Pernikahan beda agama merupakan salah satu permasalahan yang pelik.
Tidak hanya menimbulkan gesekan sosial budaya, mengurus birokrasi untuk mewujudkan pernikahan beda agama juga cukup sulit.
Berkaca dari tindakan yang dilakukan oleh sejumlah figur publik di Tanah Air, beberapa solusi diambil agar dapat menikah dengan pasangan yang berbeda keyakinan.
Misalnya menikah di luar negeri atau menikah dengan tata cara agama salah satu mempelai.
Ada pula yang sampai berpindah keyakinan mengikuti pasangannya agar dapat dinikahkan.
Akibatnya pernikahan beda agama di Indonesia tak hanya menuai perselisihan dalam keluarga, melainkan juga kecaman berbagai pihak.

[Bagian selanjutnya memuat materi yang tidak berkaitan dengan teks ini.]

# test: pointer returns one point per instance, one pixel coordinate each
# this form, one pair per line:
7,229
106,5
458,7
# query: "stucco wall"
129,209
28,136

Lantas bagaimana Undang-Undang Perkawinan di Indonesia menyikapi hal ini?
Apa saja permasalahan yang akan dihadapi pasangan beda agama yang memutuskan untuk menikah?
Simak ulasan berikut.
Daftar Isi:
Hukum Pernikahan Beda Agama di Indonesia
Pernikahan di Indonesia diatur dalam Undang-Undang No. 1 Tahun 1974 Tentang Perkawinan.
Dalam UU tersebut juga termuat ketentuan mengenai pernikahan beda agama.
Hanya saja dalam praktiknya kerap terjadi perbedaan penafsiran.
Berdasarkan Undang-Undang tentang Perkawinan, pernikahan di mata negara dianggap sah jika dilakukan sesuai dengan ajaran agama masing-masing.
Sesungguhnya UU Perkawinan juga mengatur tentang pasangan yang menikah beda agama.
Pernyataan tersebut diungkapkan oleh pakar hukum keluarga Fakultas Hukum Universitas Indonesia, Ichtianto, dikutip dari hukumonline.com.
Menurutnya, UU Perkawinan di Indonesia tidak melarang perkawinan beda agama.
Bahkan hal itu telah diatur dalam Bab XIII tentang Perkawinan Campuran dalam pasal 57 pada gagasan pertama yang berbunyi, ‘perkawinan antara dua orang yang di Indonesia tunduk pada hukum yang berlainan’.
Ia juga memandang ketentuan dalam Pasal 2 ayat 1 UU Perkawinan sebagai ketentuan yang mengakui pluralitas hukum perkawinan menurut agama-agama yang diakui di Indonesia.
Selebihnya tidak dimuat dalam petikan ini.